Loans usually have many details and finance terms to review. Take the interest rate on a vehicle loan and the annual percentage rate (APR). Some people assume they refer to the same thing, but they don’t. In fact, the APR is a much better gauge of what a loan will cost than the interest rate alone. Dive into the details before you head to the car lot.
APR vs. interest rate
If the interest rate and the APR on a loan are different, the APR is usually higher. That’s because the APR includes the interest rate as well as any additional fees charged by the lender — fees expressed as a percentage via the APR, rather than as a flat total amount.
What the vehicle loan really costs
When it comes to APR vs. interest rate, the APR actually takes into account the total finance charge you pay on your loan, including prepaid finance charges such as loan fees and the interest that accumulates before your first loan payment. When shopping for a loan, make sure you’re comparing each lender’s APR along with the interest rate.
Choosing a low APR or cash back
Sometimes dealers run promotions that offer buyers the choice between a very low APR and a cash rebate. It’s not always immediately clear, however, which choice provides the better deal. Check out our rebate or financing calculator to see which deal may be better for you.
Auto loan length still matters
Even with an identical APR, you’ll end up paying more in interest over the course of a longer term loan. For instance, a buyer who takes out a $25,000 loan with a 3 percent APR for 48 months will have a higher monthly payment by more than $100, but will end up paying nearly $400 less in additional interest versus the same loan at 60 months. Use an auto loan calculator to decide which is the better deal.

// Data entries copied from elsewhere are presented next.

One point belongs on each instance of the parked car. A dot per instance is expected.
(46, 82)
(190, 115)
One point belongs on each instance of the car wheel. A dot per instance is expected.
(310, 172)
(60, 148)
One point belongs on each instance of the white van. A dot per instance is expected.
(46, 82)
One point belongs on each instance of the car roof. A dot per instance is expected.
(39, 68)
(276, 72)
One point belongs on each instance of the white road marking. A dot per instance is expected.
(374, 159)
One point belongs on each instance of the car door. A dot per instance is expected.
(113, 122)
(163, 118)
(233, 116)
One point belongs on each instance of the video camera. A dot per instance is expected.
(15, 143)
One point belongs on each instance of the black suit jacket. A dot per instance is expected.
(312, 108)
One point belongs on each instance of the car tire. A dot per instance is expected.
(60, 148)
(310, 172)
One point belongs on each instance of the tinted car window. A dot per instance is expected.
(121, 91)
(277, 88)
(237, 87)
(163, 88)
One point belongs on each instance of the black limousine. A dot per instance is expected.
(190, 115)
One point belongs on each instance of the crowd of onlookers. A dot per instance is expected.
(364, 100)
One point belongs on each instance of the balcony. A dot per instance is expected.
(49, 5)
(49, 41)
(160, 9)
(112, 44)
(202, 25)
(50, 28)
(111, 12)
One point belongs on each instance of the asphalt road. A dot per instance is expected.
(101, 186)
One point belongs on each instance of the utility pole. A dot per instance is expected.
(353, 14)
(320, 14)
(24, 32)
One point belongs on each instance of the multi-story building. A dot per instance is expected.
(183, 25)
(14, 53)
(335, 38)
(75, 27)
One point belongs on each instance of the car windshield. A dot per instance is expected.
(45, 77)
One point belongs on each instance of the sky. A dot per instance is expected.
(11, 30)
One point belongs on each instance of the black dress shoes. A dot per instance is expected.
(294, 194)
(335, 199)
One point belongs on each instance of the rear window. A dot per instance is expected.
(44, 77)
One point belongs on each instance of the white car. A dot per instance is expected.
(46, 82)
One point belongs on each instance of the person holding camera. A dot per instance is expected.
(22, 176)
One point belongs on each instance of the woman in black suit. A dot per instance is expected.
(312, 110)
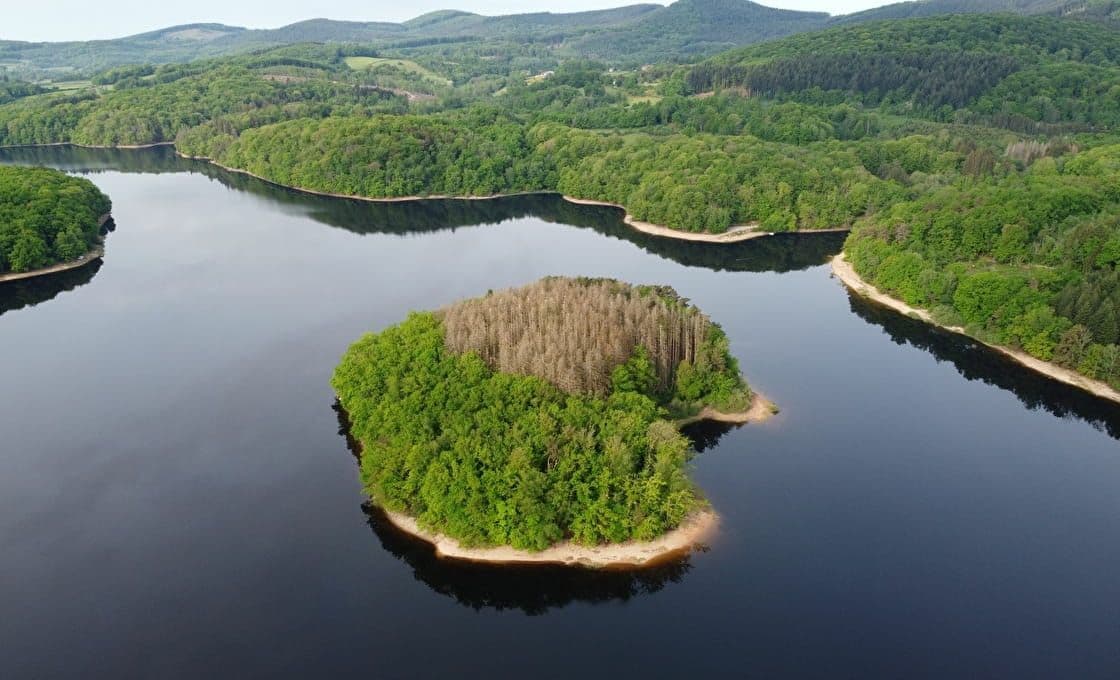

Help to protect yourself during the what-ifs
You’re responsible for paying everything that’s included in the APR, even if your vehicle is totaled in an accident or stolen — auto insurance may not always cover the full amount you owe. GAP (Guaranteed Asset Protection) insurance may provide you with financial protection if your car is ever totaled or stolen and the insurance settlement amount does not cover the unpaid principal balance due on your loan. That could mean you won’t have to roll the unpaid principal balance of the existing loan into the cost of financing a new vehicle. Shop for your loan before you shop for your vehicle to determine available interest rates, APRs and payback periods.